Central Banks put the brakes on
European stock markets welcomed the US inflation data, although the messages in favour of new rate hikes ended up halting the gains. In the Euro STOXX, the best-performing sectors were Media and Real Estate, whereas Travel & Leisure and Basic Resources saw the biggest losses. On the macro side, from the ECB, Robert Holzmann defended a +50bps rate hike in May due to the outlook on inflation, leaving the door open to speeding up QT starting in July. In the US, March’s inflation fell slightly more than expected (to 5.0%), while the core component rose in line with expectations to 5.6%. The IMF reiterated that this level continues to be too high, pushing Central Banks to fight inflation. The Fed sent mixed messages, with M. Daly believing that more rate hikes may not be necessary, although he does not foresee a recession, whereas T. Barkin stated that there is work to do to tackle core inflation. The Fed meeting minutes sounded more dovish, with members’ opinions varying greatly (division between increasing rates by +50bps and holding them). However, most members admitted that the rate level they see as restrictive enough has fallen and that the next steps to take will depend on the macroeconomy, keeping some flexibility in place. The issue of reducing the balance sheet was not discussed, but there was mention of the risk of a moderate recession.
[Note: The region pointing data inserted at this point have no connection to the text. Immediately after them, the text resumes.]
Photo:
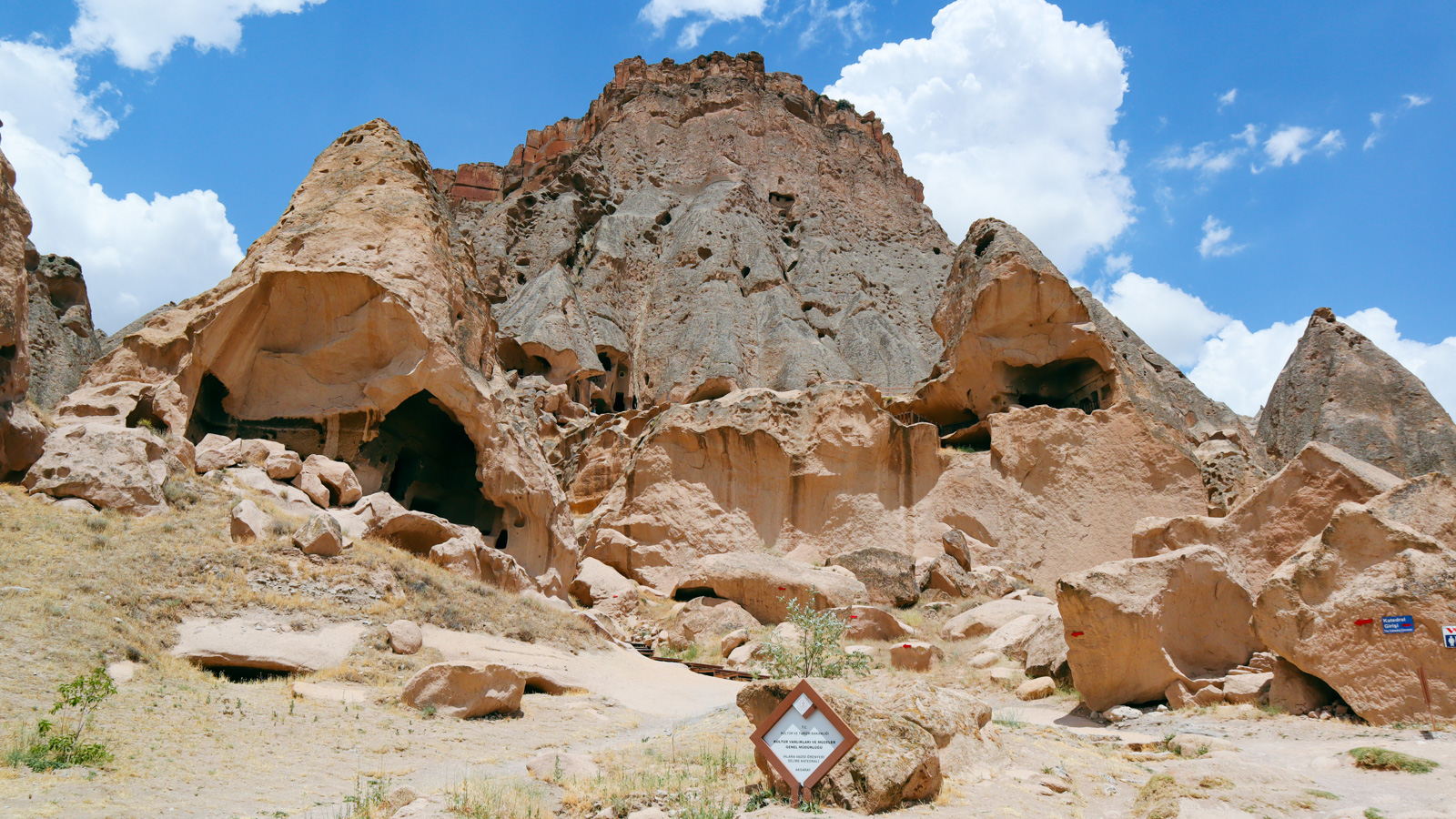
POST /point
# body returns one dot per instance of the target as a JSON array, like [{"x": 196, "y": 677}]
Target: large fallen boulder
[
  {"x": 895, "y": 761},
  {"x": 1325, "y": 608},
  {"x": 888, "y": 576},
  {"x": 111, "y": 467},
  {"x": 264, "y": 642},
  {"x": 1274, "y": 522},
  {"x": 1138, "y": 625},
  {"x": 989, "y": 617},
  {"x": 465, "y": 688},
  {"x": 764, "y": 583},
  {"x": 1341, "y": 389}
]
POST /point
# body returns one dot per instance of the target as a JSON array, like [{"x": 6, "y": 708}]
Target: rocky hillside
[{"x": 703, "y": 353}]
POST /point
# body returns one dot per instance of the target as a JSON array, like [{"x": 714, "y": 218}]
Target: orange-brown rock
[
  {"x": 357, "y": 329},
  {"x": 808, "y": 474},
  {"x": 1138, "y": 625},
  {"x": 1322, "y": 611},
  {"x": 1018, "y": 334},
  {"x": 21, "y": 435},
  {"x": 1341, "y": 389},
  {"x": 1279, "y": 519},
  {"x": 708, "y": 227}
]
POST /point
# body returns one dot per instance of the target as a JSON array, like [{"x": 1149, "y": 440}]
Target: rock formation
[
  {"x": 1140, "y": 625},
  {"x": 1279, "y": 519},
  {"x": 357, "y": 329},
  {"x": 706, "y": 227},
  {"x": 63, "y": 341},
  {"x": 21, "y": 435},
  {"x": 1341, "y": 389},
  {"x": 1322, "y": 610}
]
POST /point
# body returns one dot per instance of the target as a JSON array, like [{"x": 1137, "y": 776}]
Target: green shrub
[
  {"x": 47, "y": 746},
  {"x": 1383, "y": 760},
  {"x": 817, "y": 651}
]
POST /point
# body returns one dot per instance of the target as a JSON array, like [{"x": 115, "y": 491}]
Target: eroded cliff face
[
  {"x": 356, "y": 329},
  {"x": 706, "y": 227}
]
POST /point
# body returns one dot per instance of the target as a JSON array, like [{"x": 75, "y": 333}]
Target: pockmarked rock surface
[
  {"x": 1136, "y": 627},
  {"x": 1341, "y": 389},
  {"x": 808, "y": 474},
  {"x": 1322, "y": 611},
  {"x": 21, "y": 433},
  {"x": 641, "y": 266},
  {"x": 763, "y": 584},
  {"x": 359, "y": 329},
  {"x": 1274, "y": 522}
]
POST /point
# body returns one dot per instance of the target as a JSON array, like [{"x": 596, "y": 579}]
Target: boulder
[
  {"x": 319, "y": 537},
  {"x": 264, "y": 642},
  {"x": 989, "y": 617},
  {"x": 1247, "y": 688},
  {"x": 1037, "y": 688},
  {"x": 1138, "y": 625},
  {"x": 1339, "y": 388},
  {"x": 1279, "y": 518},
  {"x": 247, "y": 523},
  {"x": 111, "y": 467},
  {"x": 405, "y": 637},
  {"x": 555, "y": 767},
  {"x": 888, "y": 576},
  {"x": 217, "y": 452},
  {"x": 763, "y": 583},
  {"x": 1298, "y": 693},
  {"x": 465, "y": 690},
  {"x": 915, "y": 656},
  {"x": 1322, "y": 608},
  {"x": 328, "y": 482},
  {"x": 601, "y": 586},
  {"x": 868, "y": 622},
  {"x": 705, "y": 620},
  {"x": 893, "y": 763}
]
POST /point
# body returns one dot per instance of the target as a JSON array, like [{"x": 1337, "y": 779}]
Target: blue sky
[{"x": 1213, "y": 171}]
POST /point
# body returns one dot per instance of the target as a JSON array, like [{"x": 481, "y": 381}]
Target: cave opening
[
  {"x": 429, "y": 464},
  {"x": 1079, "y": 383}
]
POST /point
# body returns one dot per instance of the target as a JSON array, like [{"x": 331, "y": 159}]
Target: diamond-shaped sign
[{"x": 803, "y": 738}]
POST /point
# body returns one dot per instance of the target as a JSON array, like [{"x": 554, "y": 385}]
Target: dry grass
[{"x": 85, "y": 589}]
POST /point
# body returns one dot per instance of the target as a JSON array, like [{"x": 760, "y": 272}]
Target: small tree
[{"x": 815, "y": 649}]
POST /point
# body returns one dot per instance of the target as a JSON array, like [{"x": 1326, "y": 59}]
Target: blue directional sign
[{"x": 1401, "y": 624}]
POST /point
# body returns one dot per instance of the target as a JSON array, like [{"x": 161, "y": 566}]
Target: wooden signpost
[{"x": 803, "y": 739}]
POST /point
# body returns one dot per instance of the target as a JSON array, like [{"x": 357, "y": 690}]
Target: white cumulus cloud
[
  {"x": 1216, "y": 239},
  {"x": 142, "y": 34},
  {"x": 136, "y": 252},
  {"x": 1006, "y": 109}
]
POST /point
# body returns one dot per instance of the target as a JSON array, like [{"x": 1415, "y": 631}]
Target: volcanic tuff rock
[
  {"x": 1135, "y": 627},
  {"x": 1341, "y": 389},
  {"x": 1274, "y": 522},
  {"x": 63, "y": 341},
  {"x": 1363, "y": 567},
  {"x": 706, "y": 227},
  {"x": 357, "y": 329},
  {"x": 21, "y": 435},
  {"x": 1018, "y": 334}
]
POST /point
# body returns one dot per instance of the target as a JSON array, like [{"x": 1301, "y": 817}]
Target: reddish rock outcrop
[
  {"x": 1322, "y": 611},
  {"x": 1136, "y": 627},
  {"x": 706, "y": 227},
  {"x": 1339, "y": 388},
  {"x": 357, "y": 329},
  {"x": 1279, "y": 519},
  {"x": 21, "y": 435}
]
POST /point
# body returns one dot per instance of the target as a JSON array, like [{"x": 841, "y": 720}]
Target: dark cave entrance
[
  {"x": 429, "y": 464},
  {"x": 1070, "y": 383}
]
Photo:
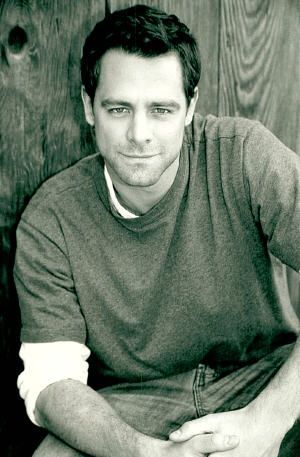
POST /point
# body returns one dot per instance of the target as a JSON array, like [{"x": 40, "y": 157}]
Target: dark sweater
[{"x": 190, "y": 281}]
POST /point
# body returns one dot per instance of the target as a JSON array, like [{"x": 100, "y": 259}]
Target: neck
[{"x": 138, "y": 199}]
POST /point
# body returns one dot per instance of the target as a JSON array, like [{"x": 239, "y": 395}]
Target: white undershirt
[{"x": 46, "y": 363}]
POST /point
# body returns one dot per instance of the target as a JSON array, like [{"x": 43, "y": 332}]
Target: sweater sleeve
[
  {"x": 272, "y": 179},
  {"x": 50, "y": 310}
]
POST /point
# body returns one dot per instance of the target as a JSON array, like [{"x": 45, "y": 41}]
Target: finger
[
  {"x": 213, "y": 442},
  {"x": 192, "y": 428}
]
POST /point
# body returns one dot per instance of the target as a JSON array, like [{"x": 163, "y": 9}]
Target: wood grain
[
  {"x": 42, "y": 130},
  {"x": 260, "y": 75},
  {"x": 260, "y": 65},
  {"x": 202, "y": 17}
]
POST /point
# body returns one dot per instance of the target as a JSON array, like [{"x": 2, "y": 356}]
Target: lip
[{"x": 138, "y": 156}]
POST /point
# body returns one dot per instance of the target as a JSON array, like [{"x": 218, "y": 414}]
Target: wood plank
[
  {"x": 42, "y": 130},
  {"x": 202, "y": 17},
  {"x": 260, "y": 75},
  {"x": 260, "y": 65}
]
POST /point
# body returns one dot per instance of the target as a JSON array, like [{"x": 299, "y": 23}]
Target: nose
[{"x": 139, "y": 129}]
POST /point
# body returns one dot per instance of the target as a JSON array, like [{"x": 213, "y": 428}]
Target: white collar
[{"x": 114, "y": 200}]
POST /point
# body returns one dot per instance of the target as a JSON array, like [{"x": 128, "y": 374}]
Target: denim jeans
[{"x": 160, "y": 406}]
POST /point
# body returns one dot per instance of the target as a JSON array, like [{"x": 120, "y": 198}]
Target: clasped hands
[{"x": 247, "y": 432}]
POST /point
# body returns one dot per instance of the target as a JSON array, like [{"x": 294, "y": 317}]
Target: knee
[{"x": 53, "y": 447}]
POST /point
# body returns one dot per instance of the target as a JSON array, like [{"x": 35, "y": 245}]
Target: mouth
[{"x": 135, "y": 156}]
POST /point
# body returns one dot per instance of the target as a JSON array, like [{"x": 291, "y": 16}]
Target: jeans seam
[{"x": 199, "y": 383}]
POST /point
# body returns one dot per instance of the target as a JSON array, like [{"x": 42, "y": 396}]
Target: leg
[
  {"x": 217, "y": 392},
  {"x": 154, "y": 408},
  {"x": 53, "y": 447}
]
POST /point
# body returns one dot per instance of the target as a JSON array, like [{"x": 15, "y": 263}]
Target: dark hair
[{"x": 146, "y": 32}]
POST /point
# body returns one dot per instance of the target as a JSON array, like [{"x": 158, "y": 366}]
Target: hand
[
  {"x": 200, "y": 445},
  {"x": 260, "y": 434}
]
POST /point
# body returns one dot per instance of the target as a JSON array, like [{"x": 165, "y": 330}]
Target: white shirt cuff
[{"x": 46, "y": 363}]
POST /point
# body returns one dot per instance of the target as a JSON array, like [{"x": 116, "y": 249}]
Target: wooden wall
[{"x": 250, "y": 51}]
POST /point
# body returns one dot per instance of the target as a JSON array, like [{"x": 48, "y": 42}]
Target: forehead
[{"x": 124, "y": 74}]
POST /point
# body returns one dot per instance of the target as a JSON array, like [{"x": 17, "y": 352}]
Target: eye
[
  {"x": 161, "y": 111},
  {"x": 118, "y": 110}
]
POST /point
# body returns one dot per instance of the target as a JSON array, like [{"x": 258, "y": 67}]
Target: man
[{"x": 152, "y": 257}]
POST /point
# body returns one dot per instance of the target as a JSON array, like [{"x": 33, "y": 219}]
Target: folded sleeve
[
  {"x": 50, "y": 310},
  {"x": 46, "y": 363},
  {"x": 272, "y": 180}
]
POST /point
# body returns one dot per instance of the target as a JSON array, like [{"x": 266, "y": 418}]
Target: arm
[
  {"x": 87, "y": 422},
  {"x": 262, "y": 424},
  {"x": 272, "y": 180}
]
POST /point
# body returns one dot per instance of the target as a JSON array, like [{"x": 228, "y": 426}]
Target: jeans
[{"x": 160, "y": 406}]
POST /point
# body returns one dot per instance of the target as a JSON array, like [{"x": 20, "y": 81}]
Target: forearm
[
  {"x": 281, "y": 398},
  {"x": 83, "y": 419}
]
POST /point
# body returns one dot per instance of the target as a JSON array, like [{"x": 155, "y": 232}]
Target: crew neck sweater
[{"x": 190, "y": 281}]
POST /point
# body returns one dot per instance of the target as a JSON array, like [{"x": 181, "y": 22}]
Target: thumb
[
  {"x": 194, "y": 427},
  {"x": 211, "y": 442}
]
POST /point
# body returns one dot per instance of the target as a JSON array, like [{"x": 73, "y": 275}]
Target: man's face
[{"x": 139, "y": 114}]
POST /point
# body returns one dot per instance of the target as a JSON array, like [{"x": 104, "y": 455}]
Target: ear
[
  {"x": 191, "y": 108},
  {"x": 88, "y": 107}
]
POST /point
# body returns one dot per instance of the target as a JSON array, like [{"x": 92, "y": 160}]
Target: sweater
[{"x": 189, "y": 282}]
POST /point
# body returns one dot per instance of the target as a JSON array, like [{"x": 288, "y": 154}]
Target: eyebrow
[{"x": 112, "y": 102}]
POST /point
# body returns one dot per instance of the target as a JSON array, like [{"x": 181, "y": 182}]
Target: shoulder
[
  {"x": 59, "y": 189},
  {"x": 215, "y": 128}
]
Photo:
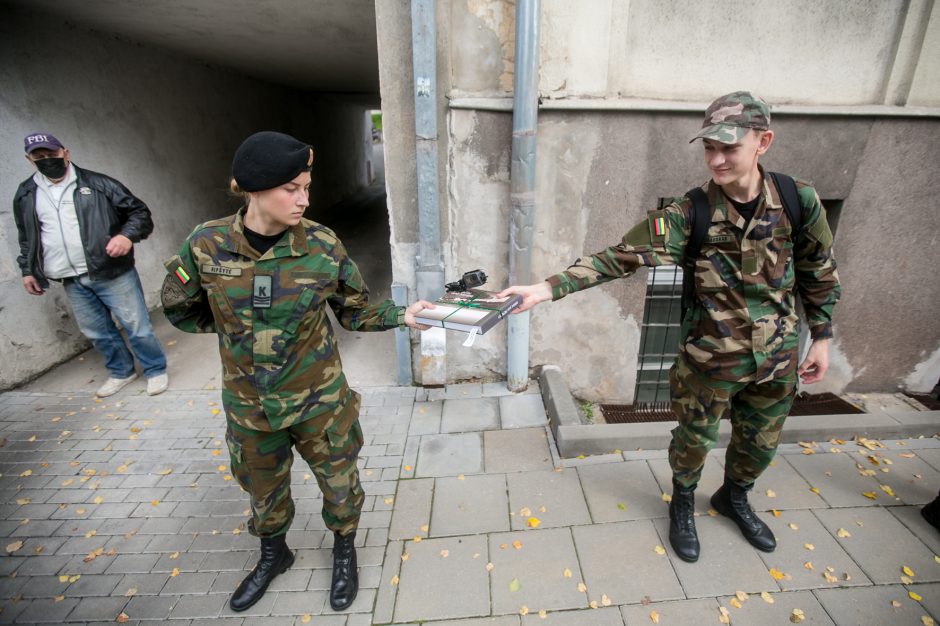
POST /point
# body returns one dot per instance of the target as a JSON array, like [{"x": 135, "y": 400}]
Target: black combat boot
[
  {"x": 931, "y": 512},
  {"x": 345, "y": 583},
  {"x": 276, "y": 557},
  {"x": 731, "y": 501},
  {"x": 682, "y": 535}
]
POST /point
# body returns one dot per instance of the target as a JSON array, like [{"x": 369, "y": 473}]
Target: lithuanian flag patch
[
  {"x": 182, "y": 275},
  {"x": 657, "y": 225}
]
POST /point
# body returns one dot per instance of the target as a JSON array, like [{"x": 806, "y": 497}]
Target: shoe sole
[
  {"x": 108, "y": 395},
  {"x": 720, "y": 508},
  {"x": 284, "y": 568}
]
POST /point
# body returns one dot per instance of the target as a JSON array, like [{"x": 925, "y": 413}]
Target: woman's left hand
[{"x": 410, "y": 312}]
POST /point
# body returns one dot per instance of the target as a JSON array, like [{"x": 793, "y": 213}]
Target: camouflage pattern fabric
[
  {"x": 743, "y": 326},
  {"x": 757, "y": 410},
  {"x": 280, "y": 364},
  {"x": 731, "y": 116},
  {"x": 261, "y": 462}
]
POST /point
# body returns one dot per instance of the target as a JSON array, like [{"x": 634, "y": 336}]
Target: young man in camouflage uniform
[
  {"x": 741, "y": 335},
  {"x": 262, "y": 279}
]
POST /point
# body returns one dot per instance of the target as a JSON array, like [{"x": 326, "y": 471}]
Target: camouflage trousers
[
  {"x": 261, "y": 462},
  {"x": 757, "y": 411}
]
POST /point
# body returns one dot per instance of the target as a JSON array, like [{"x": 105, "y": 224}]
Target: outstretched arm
[
  {"x": 814, "y": 366},
  {"x": 531, "y": 295}
]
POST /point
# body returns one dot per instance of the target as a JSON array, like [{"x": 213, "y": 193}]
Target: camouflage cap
[{"x": 728, "y": 118}]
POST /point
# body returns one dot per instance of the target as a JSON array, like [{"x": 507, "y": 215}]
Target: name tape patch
[{"x": 221, "y": 270}]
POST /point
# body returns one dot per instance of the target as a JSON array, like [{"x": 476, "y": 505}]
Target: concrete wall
[
  {"x": 162, "y": 124},
  {"x": 795, "y": 51},
  {"x": 599, "y": 171}
]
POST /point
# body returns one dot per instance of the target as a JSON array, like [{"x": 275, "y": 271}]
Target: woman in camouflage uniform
[{"x": 262, "y": 279}]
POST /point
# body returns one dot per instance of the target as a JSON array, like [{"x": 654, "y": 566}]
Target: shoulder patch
[{"x": 657, "y": 224}]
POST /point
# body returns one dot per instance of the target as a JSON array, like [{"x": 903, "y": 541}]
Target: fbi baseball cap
[
  {"x": 34, "y": 141},
  {"x": 728, "y": 118}
]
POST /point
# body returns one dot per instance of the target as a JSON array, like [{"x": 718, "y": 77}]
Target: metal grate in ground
[{"x": 805, "y": 404}]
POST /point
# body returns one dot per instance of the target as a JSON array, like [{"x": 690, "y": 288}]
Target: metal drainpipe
[
  {"x": 522, "y": 182},
  {"x": 429, "y": 264}
]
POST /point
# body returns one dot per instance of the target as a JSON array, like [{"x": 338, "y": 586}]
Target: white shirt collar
[{"x": 70, "y": 177}]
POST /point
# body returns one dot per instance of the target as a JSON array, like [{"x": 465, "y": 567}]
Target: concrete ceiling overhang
[{"x": 310, "y": 45}]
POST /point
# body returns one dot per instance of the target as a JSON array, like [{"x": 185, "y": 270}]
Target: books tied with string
[{"x": 473, "y": 311}]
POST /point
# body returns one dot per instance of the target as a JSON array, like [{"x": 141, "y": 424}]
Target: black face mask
[{"x": 51, "y": 168}]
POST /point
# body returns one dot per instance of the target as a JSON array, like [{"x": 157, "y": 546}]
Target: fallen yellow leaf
[{"x": 723, "y": 616}]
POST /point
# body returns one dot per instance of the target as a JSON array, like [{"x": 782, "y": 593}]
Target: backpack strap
[
  {"x": 699, "y": 219},
  {"x": 791, "y": 203}
]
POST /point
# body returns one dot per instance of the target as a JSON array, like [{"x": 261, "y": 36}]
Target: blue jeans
[{"x": 93, "y": 303}]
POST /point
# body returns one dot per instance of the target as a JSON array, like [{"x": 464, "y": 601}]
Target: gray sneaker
[{"x": 114, "y": 385}]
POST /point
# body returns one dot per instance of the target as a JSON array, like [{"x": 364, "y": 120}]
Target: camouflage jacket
[
  {"x": 280, "y": 364},
  {"x": 743, "y": 325}
]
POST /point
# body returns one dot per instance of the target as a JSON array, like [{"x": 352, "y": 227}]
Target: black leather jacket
[{"x": 105, "y": 208}]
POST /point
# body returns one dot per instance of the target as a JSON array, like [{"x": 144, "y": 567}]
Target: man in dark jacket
[{"x": 79, "y": 227}]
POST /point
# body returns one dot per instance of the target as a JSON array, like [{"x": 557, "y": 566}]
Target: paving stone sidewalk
[{"x": 126, "y": 506}]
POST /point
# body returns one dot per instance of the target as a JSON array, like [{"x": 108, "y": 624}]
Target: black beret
[{"x": 268, "y": 159}]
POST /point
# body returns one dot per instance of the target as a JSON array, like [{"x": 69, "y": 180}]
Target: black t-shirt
[
  {"x": 746, "y": 209},
  {"x": 262, "y": 243}
]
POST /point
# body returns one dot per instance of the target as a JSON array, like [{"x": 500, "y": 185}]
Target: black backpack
[{"x": 700, "y": 217}]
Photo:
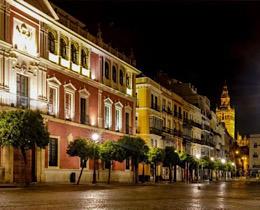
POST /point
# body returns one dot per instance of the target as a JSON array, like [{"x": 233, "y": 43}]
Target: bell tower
[{"x": 225, "y": 113}]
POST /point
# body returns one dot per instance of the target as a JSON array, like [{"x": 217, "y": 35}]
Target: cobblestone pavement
[{"x": 224, "y": 195}]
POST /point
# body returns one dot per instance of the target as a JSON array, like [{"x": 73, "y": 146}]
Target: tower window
[{"x": 63, "y": 48}]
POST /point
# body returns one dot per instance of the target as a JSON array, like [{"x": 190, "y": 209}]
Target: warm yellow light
[{"x": 95, "y": 136}]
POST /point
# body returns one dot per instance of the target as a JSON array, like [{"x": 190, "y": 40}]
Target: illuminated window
[
  {"x": 53, "y": 104},
  {"x": 22, "y": 91},
  {"x": 108, "y": 113},
  {"x": 53, "y": 152},
  {"x": 51, "y": 42},
  {"x": 114, "y": 74},
  {"x": 121, "y": 77},
  {"x": 118, "y": 116},
  {"x": 127, "y": 80},
  {"x": 63, "y": 48},
  {"x": 84, "y": 59},
  {"x": 107, "y": 70},
  {"x": 74, "y": 54}
]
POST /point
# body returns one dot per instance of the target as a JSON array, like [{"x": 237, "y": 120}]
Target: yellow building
[
  {"x": 159, "y": 118},
  {"x": 225, "y": 113},
  {"x": 159, "y": 114}
]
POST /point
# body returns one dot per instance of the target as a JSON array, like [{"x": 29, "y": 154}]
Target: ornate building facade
[
  {"x": 225, "y": 113},
  {"x": 80, "y": 84}
]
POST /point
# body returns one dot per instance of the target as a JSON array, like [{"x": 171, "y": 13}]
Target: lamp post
[
  {"x": 198, "y": 157},
  {"x": 223, "y": 161},
  {"x": 95, "y": 137}
]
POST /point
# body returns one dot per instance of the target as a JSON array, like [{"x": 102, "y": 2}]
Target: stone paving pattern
[{"x": 223, "y": 195}]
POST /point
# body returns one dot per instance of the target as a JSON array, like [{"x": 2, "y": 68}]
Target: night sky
[{"x": 201, "y": 42}]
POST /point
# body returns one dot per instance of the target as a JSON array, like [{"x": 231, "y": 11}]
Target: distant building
[
  {"x": 225, "y": 113},
  {"x": 254, "y": 154}
]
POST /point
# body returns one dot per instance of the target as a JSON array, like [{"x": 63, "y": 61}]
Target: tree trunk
[
  {"x": 143, "y": 174},
  {"x": 25, "y": 166},
  {"x": 109, "y": 173},
  {"x": 136, "y": 173},
  {"x": 94, "y": 181},
  {"x": 81, "y": 171},
  {"x": 155, "y": 173},
  {"x": 170, "y": 173},
  {"x": 175, "y": 173}
]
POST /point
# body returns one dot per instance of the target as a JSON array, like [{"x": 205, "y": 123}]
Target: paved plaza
[{"x": 222, "y": 195}]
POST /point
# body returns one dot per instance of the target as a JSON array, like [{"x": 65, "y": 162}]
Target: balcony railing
[
  {"x": 23, "y": 101},
  {"x": 84, "y": 119},
  {"x": 155, "y": 107},
  {"x": 157, "y": 131}
]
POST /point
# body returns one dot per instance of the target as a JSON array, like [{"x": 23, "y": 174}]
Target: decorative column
[
  {"x": 100, "y": 102},
  {"x": 5, "y": 21}
]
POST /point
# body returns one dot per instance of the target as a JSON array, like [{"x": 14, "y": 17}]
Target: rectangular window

In China, March’s exports rose sharply and unexpectedly, whereas imports slowed slightly more than expected, a sign the economy is reopening.
What we expect for today
The European stock markets would open with slight gains in view of the Fed’s hesitation to continue raising rates. Currently, S&P futures are up +0.1% (the S&P 500 ended -0.58% lower vs. the European closing bell). Volatility in the US fell (VIX 19.09). Asian markets are trading with mixed results (China’s CSI 300 -0.56% and Japan’s Nikkei +0.28%).
Today in the UK we will learn February’s industrial output, in Germany March’s final inflation, in the euro zone February’s industrial output and in the US weekly jobless claims and March’s production prices. In debt auctions: Italy (€ 9.5 Bn in bonds due 2026, 2030, 2037 and 2044) and Spain (bonds due 2026, 2033 and 2042, and I/L bons due 2033).
COMPANY NEWS
ACCIONA/ACCIONA ENERGÍA. An opportunity after the correction. BUY/BUY.
Following the FY2022 earnings release, we cut our estimates for installed capacity’25e to 18.9 GW (vs. 20 GW previously and ANE’s target), while taking a more positive stance on Infra (+47% in EBITDA’23e vs. previously), which (together with other factors) leads us to set a new T.P. of € 39.80/sh. for ANE (-4% vs. previously) and € 216.74/sh. for ANA (+6% vs. previously), which yield +15% and +22% upside, respectively, and thus, we maintain our BUY recommendation for ANE and upgrade that for ANA to BUY (from SELL, previously). Thus, the correction seen in both share prices from August’22 highs (-21% ANE and -15% ANA) provides a new opportunity to invest in both, which, due to their quality, are stocks to be taken into account in a well-diversified portfolio. In the last year, ANA has traded at a -10% discount on average vs. its theoretical value (based on the ANE and Nordex share prices). Since the discount is currently -7%, if we only look for exposure to renewables, we would invest directly through ANE.